One of the most important decisions that founders need to make when starting a web3 company is selecting the appropriate jurisdiction for each company. Typically, the first company, which is referred to as Dev Co or DevLAB, is registered in the country in which the core team is located, or in an IT-friendly country, like the UK, Singapore, or Estonia if the team is fully distributed. When choosing the country in which to register Dev Co., the most important factors to take into account are the legal status of tokens, the distribution plan for tokens, and the requirements investors must meet.

The second company, TokenCo, is registered in a country that fosters an environment favorable to cryptocurrencies and whose governing bodies have provided direction on tokens and the legal status of using them. When choosing the country in which to register Token Co., the most important factors to take into account are the legal status of tokens, the distribution plan for tokens, and the requirements investors must meet. Switzerland, Singapore, Hong Kong, and the Cayman Islands are some examples of countries that fit this description.

The third company, known as DAOCo, is incorporated in a nation that fosters an environment favorable to cryptocurrencies and that has a foundational structure that is suitable for decentralized communities. The type of DAO, the business model, the DAO membership model, the DAO governance model, and the regulatory environment are the most important factors to think about when selecting the country in which to register the DAOCo. Countries like the United Kingdom, Singapore, and Estonia are all good examples of this type of nation.

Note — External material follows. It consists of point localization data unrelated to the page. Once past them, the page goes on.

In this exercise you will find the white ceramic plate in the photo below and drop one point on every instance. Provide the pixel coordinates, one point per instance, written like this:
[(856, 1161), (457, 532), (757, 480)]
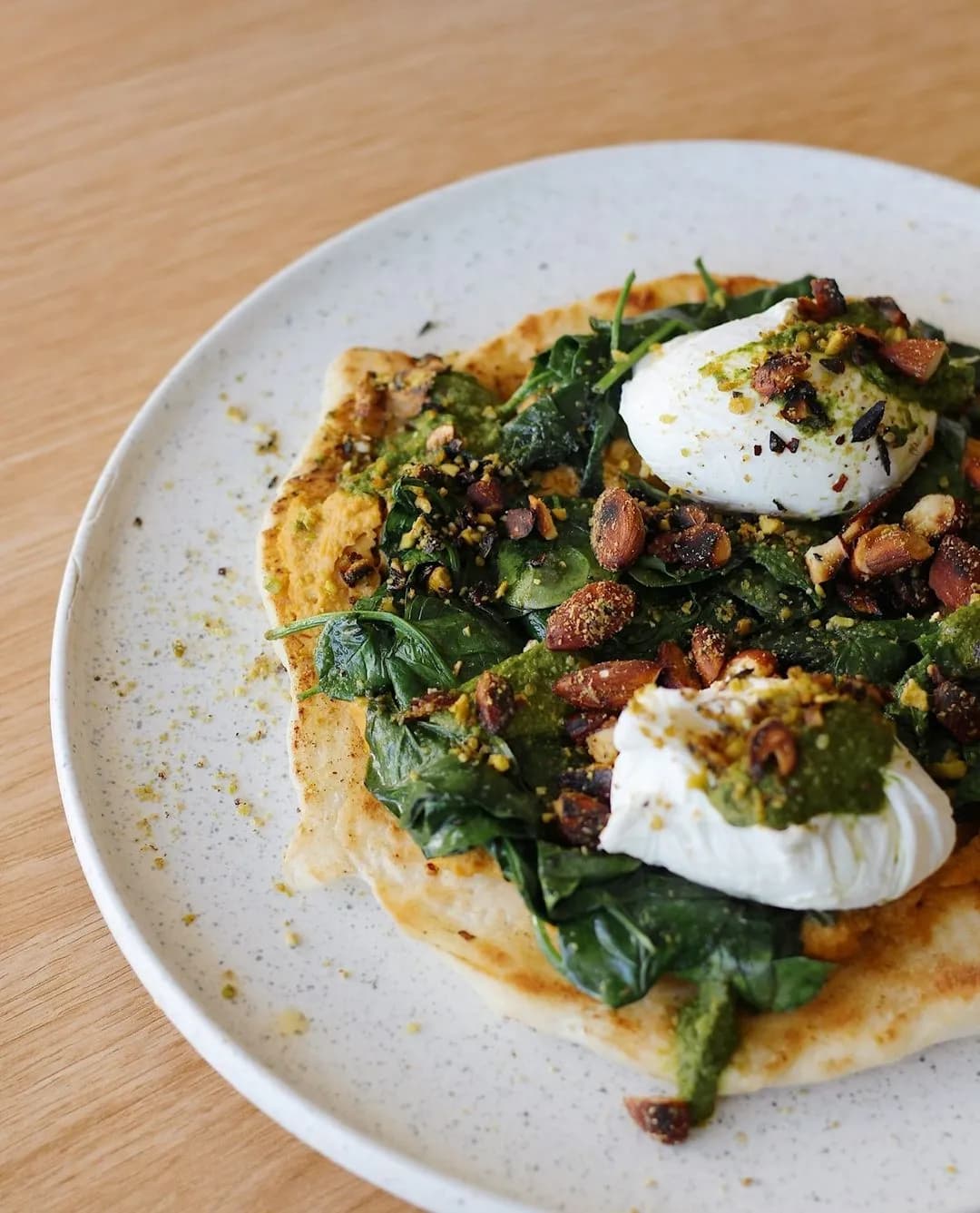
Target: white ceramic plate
[(173, 768)]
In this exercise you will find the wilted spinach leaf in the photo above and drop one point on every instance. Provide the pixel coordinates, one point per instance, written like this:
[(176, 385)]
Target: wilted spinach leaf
[(446, 805), (875, 649), (369, 651), (543, 574)]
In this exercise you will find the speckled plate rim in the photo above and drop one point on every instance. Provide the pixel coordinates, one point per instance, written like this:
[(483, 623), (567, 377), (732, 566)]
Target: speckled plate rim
[(320, 1130)]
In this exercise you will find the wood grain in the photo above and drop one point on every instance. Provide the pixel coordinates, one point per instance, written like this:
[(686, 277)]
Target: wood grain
[(158, 161)]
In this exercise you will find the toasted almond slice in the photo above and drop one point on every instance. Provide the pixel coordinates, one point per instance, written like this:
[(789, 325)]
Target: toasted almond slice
[(886, 550), (709, 651), (936, 514), (590, 616), (955, 572), (916, 357), (618, 530), (608, 686)]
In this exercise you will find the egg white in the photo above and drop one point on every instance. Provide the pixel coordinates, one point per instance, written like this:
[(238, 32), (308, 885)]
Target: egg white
[(716, 446), (833, 861)]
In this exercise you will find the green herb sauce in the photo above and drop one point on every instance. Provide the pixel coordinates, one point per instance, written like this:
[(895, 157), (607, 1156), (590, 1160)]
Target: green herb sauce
[(839, 769)]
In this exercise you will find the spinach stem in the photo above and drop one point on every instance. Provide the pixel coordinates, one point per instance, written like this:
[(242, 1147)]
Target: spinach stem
[(614, 337), (619, 369), (713, 291), (526, 388)]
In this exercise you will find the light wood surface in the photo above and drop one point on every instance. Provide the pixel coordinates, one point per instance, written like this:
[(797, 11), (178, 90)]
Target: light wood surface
[(157, 161)]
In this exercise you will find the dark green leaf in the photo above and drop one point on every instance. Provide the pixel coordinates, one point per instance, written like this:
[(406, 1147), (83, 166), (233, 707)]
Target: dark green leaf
[(707, 1035), (875, 649), (447, 806)]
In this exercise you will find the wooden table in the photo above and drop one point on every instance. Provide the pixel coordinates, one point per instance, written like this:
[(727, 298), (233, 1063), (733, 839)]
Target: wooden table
[(159, 161)]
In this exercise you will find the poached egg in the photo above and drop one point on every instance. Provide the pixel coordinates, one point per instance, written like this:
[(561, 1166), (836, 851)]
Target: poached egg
[(662, 813), (700, 425)]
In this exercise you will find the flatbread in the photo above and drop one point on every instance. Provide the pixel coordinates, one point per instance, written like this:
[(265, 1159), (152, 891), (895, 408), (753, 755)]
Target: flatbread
[(908, 973)]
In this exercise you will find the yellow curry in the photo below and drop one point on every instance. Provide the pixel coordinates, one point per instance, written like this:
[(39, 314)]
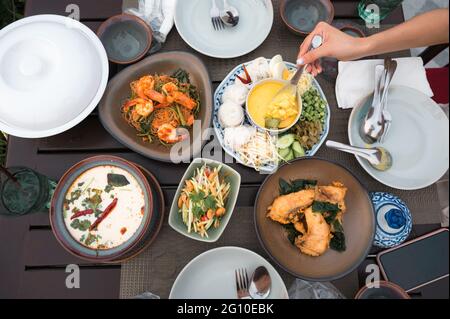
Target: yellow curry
[(261, 108)]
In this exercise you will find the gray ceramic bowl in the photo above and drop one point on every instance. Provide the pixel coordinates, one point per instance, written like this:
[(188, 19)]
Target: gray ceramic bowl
[(302, 16), (118, 91), (359, 222), (233, 177), (126, 38)]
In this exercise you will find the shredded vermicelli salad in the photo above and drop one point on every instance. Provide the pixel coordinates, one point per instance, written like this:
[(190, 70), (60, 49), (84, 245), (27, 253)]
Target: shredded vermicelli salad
[(202, 203)]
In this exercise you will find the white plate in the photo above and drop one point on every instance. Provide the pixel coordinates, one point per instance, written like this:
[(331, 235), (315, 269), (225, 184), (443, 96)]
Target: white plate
[(220, 130), (418, 140), (53, 72), (193, 22), (211, 275)]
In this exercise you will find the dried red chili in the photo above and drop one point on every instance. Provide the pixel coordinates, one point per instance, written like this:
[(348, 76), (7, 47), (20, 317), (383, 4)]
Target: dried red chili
[(82, 213), (105, 214)]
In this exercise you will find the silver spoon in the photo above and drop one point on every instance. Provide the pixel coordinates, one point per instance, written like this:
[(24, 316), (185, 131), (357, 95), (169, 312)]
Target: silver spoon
[(260, 284), (378, 120), (378, 157), (229, 15), (384, 100)]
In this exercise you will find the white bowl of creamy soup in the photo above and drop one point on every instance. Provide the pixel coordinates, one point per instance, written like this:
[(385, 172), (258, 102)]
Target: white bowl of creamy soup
[(101, 208)]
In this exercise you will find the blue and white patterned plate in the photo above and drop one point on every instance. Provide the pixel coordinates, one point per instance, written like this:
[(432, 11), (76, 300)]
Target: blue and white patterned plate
[(394, 220), (220, 130)]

In conclusion, the process of web3 legal structuring is a complicated one that involves numerous aspects such as company registration, on-chain and off-chain solutions, decentralized autonomous organizations (DAOs), token legal status, and distribution plans. To ensure the success of their web3 projects, founders need to take into consideration the aforementioned factors and select the most appropriate legal structure. In addition, it is essential to keep in mind that the legal landscape of web3 is still developing and that it is likely to undergo transformation and adjustment in the not-too-distant future.



Disclaimer: the information in this guide is provided for informational purposes only. You should not construe any such information as legal, tax, investment, trading, financial, or other advice. Mentioning any of the assets in this article is not an endorsement to purchase them.